Vrais ou faux asthmatiques? Voici comment l’asthme est devenu l’une des maladies les plus surdiagnostiquées au Canada.
Anson Chan
En 2014, à 70 ans, Becky Hollingsworth a souffert d’une pneumonie qui lui a laissé une toux persistante et le souffle court. Sa respiration n’était pas sifflante, elle n’éprouvait pas d’oppression thoracique, mais son médecin a quand même conclu qu’elle faisait de l’asthme et lui a prescrit deux inhalateurs et un médicament à prise orale. Le traitement a calmé sa toux. Elle n’a plus repensé à ce diagnostic pendant des mois, jusqu’à ce qu’on l’appelle pour lui proposer de participer à une étude. Infirmière à la retraite, Becky ne s’est pas fait prier.
Dirigée par Shawn Aaron, professeur de médecine à l’université d’Ottawa et pneumologue à l’hôpital d’Ottawa, cette étude visait à déterminer l’ampleur des faux diagnostics d’asthme. Le Dr Aaron était troublé par le nombre de patients qu’on lui adressait parce que leur médication contre l’asthme n’agissait pas. Quand il leur faisait passer des tests, il lui arrivait souvent de découvrir qu’ils n’étaient pas asthmatiques. Il avait déjà réalisé plusieurs petites études donnant à penser à un surdiagnostic étonnamment fréquent de l’asthme. Ce projet était plus ambitieux: il compterait 613 participants adultes dans 10 agglomérations d’un bout à l’autre du pays. Ce serait la plus vaste étude en son genre à ce jour.

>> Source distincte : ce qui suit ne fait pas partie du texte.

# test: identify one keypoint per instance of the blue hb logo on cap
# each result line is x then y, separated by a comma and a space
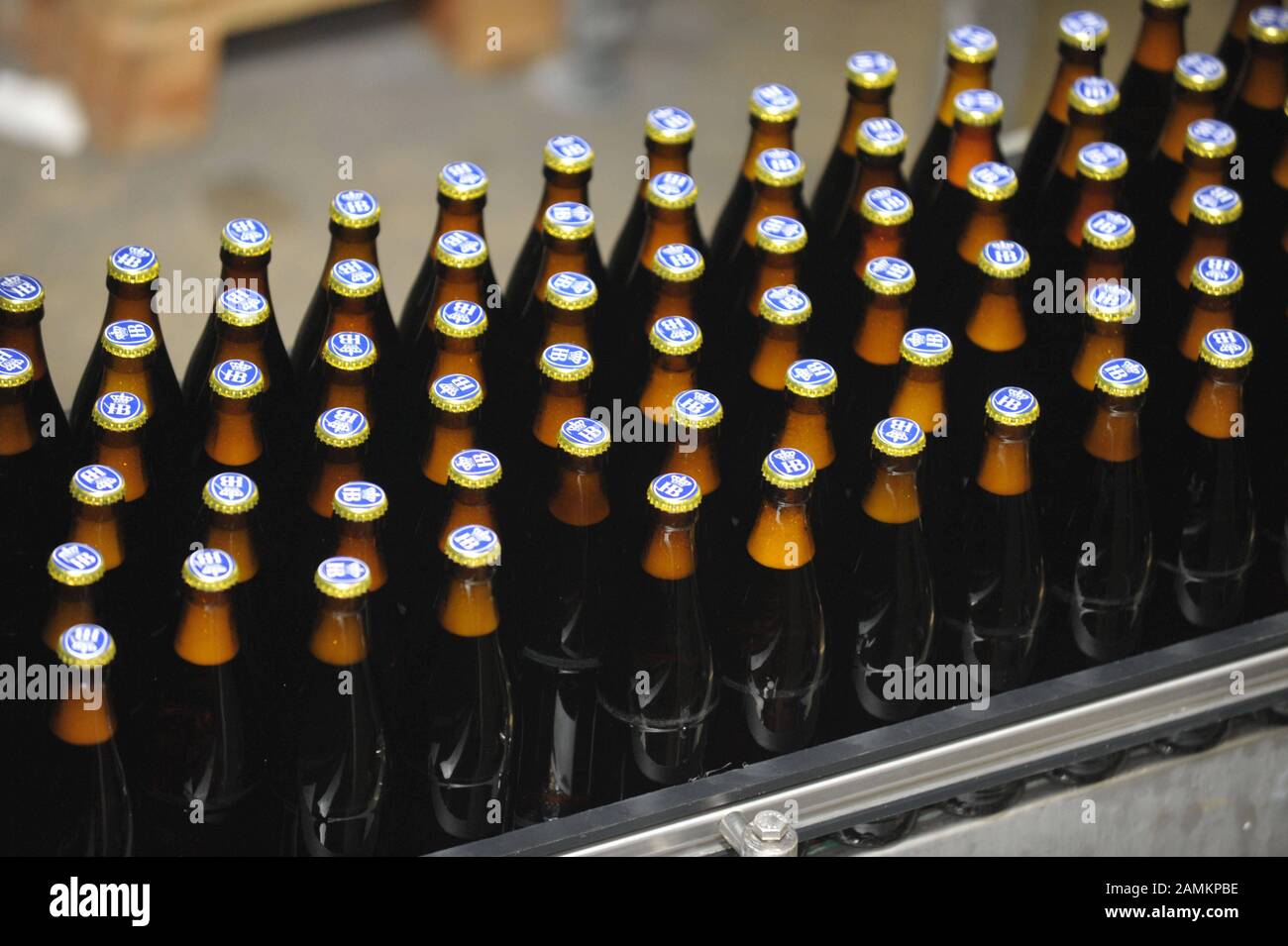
678, 257
246, 231
349, 347
900, 431
670, 119
20, 287
456, 387
231, 486
671, 184
774, 98
571, 284
790, 464
971, 37
343, 421
76, 559
462, 244
476, 464
585, 431
355, 273
356, 203
675, 328
1219, 270
464, 174
239, 373
129, 332
811, 372
98, 478
121, 405
133, 259
1201, 65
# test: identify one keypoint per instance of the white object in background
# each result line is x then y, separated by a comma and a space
42, 113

Becky a accepté de se soumettre à des tests répétés à Ottawa, à une heure de route de sa résidence près d’Arnprior, en Ontario. L’équipe du Dr Aaron a commencé par un test non invasif simple appelé spirométrie, que la septuagénaire aurait déjà dû passer, mais qui n’avait pas été fait. On bouche ses narines avec un pince-nez, puis, pendant six secondes, on souffle aussi vite et fort que possible dans un tube branché sur un spiromètre, appareil qui mesure le débit d’air. Après trois expirations, on inspire un bronchodilatateur (un médicament qui détend les muscles entourant les voies respiratoires), on attend 15 minutes et on souffle encore trois fois. Si la machine constate une augmentation suffisante du débit d’air, on considère que le patient est asthmatique.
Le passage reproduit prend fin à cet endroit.